Pour vous dire que Guilhem ne sera pas au menu des réjouissances, pas encore !

N’empêche que l’on peut, légitimement, s’étonner que pour un président de quelques 500 adhérents et après le vote de 62% des 72 % des « à jour de leur cotisations » – pour faire court… 200 personnes environ) il y ait un tel retour médiatique !

Pensez-vous, « Valeurs Actuelles » en fait ses choux gras… Ce titre classé à l’extrême droite de l’échiquier politique et qui est vendu à 84 000 exemplaires relaie une info dithyrambique sur le rejeton de notre maire !

Mais pourquoi donc… consacrer tant d’encre pour si peu d’aura, pourquoi flatter un ego de jeune pousse qui se voit déjà en haut de l’affiche ?

Pourquoi un média élève-t-il un fait divers politique marginal au rang d’évènement national ?

Carayon… un nom qui se voudrait dynastie.

Le père maire, conseiller régional d’opposition, ex-tri-député (actif pas moutonneux…), en mal d’électeurs qui sent fondre son devenir politique à mesure que les vrais problèmes sont posés. Posés pas par une opposition à sa botte et qui se complait dans des actions co-réalisées avec la majorité et qui sont tellement éloignées du vrai sujet. Donc un maire qui n’a plus d’opposition pour briller, se faire remarquer, faire en sorte que l’on parle de lui et donc contraint d’activer sa garde la plus rapprochée, ses enfants.

Sa descendance est à son image, des gardes du Roy, pas des mousquetaires. Du panache dans les insultes, du mépris mais surtout une surdité quant aux problèmes de notre temps.

Une fille qui doit à Rachida Dati son poste de conseillère municipale à Paris (15) vraisemblablement en remerciement à Bernard Carayon pour avoir au moment opportun su sacrifier notre tribunal de Lavaur.

Une fille donc qui envoie un grand merci à Rachida et à papa… et à son frère par conjoint interposé, peut-on imaginer.

Car la famille ce sont aussi les conjoints des enfants, et il fait quoi notre beau-fils de Bernard, l’époux d’Inès ?

Rédacteur en chef Internet du groupe Valmonde & Cie, Rédacteur en chef de Valeurs Actuelles, nous dit internet, la boucle est bouclée… la raison de ce tapage expliquée.

Cela promet bien des interventions médiatiques dans les mois à venir, car le groupe Valmonde, c’est « Valeurs Actuelles », mais on trouve aussi dans les actionnaires (en son temps Pierre Fabre) Midi Libre, la dépêche du midi, le journal d’ici sous la holding « Sud communication » !

Alors nous aurons tout le loisir d’enrichir notre jeu de cartes de la famille.

Ils étaient 500…

Il en devint le président… Pas des 500 jeunes « républicains », parce qu’en fait même si c’est historique, il n’y eût que 72 % de votants et finalement 62 % de jeunes ayant désigné Carayon comme leur président soit à peine plus de 220.

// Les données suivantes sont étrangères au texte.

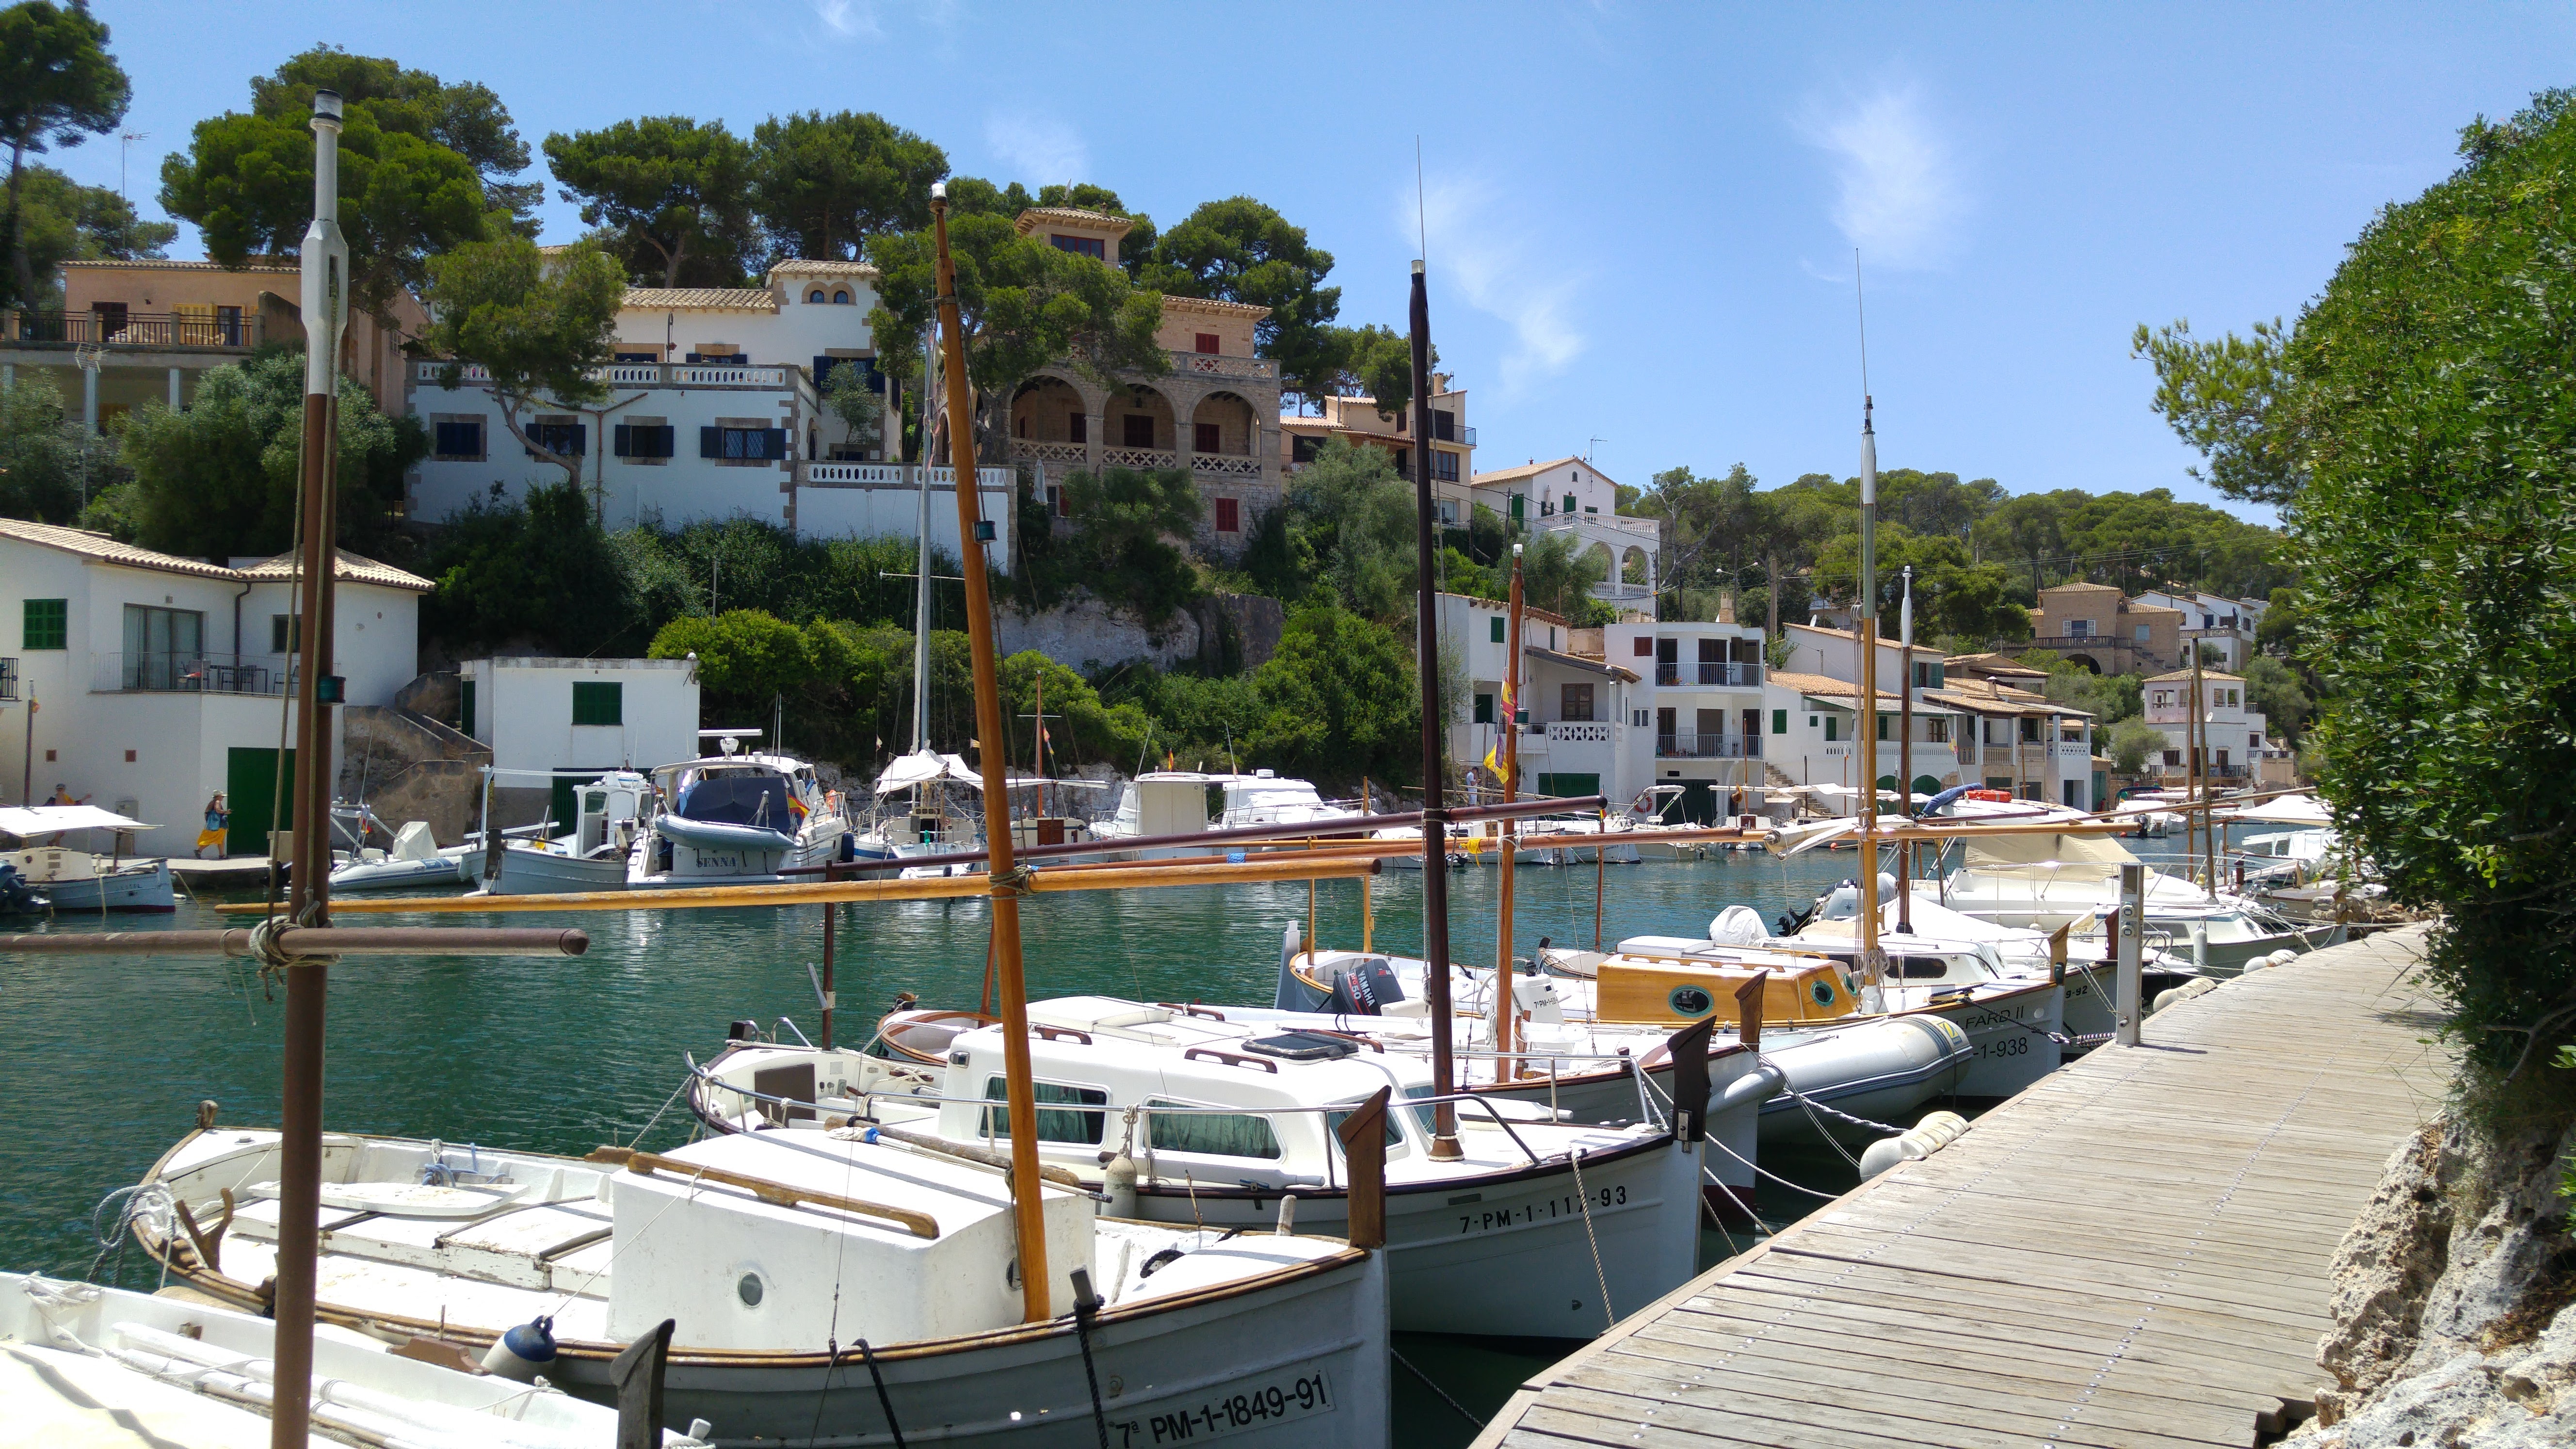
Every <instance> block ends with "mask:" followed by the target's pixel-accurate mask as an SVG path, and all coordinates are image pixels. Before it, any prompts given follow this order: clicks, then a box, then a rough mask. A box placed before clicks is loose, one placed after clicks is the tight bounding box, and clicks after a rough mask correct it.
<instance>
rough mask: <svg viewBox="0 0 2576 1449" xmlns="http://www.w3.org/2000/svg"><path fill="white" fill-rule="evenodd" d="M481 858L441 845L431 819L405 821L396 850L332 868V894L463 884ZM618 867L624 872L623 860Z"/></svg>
mask: <svg viewBox="0 0 2576 1449" xmlns="http://www.w3.org/2000/svg"><path fill="white" fill-rule="evenodd" d="M479 856H482V851H477V848H474V846H440V843H438V835H433V833H430V822H428V820H404V822H402V830H394V843H392V848H381V851H379V848H374V846H366V848H361V851H358V853H355V856H353V859H350V861H345V864H340V866H332V871H330V887H332V892H363V890H389V892H404V890H428V887H440V884H461V882H466V879H474V861H477V859H479ZM618 866H621V871H623V861H618Z"/></svg>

Il est donc président reconnu par 220 de ses pairs, même pas le verre à moitié plein ! Il faut bien reconnaître que son père doit lorgner avec envie sur cette « performance ».

Pourquoi donc s’intéresser à un vote partisan d’un mouvement politique en déconfiture pour sa branche ultra libérale ?

Parce que ce Guilhem Carayon (ne cherchez pas Guilhem est la forme archaïque de Guillaume, mais au royaume de l’ultra conservatisme, c’est un choix de roi !) place ici et là quelques pions pour habituer l’électeur vauréen à son existence.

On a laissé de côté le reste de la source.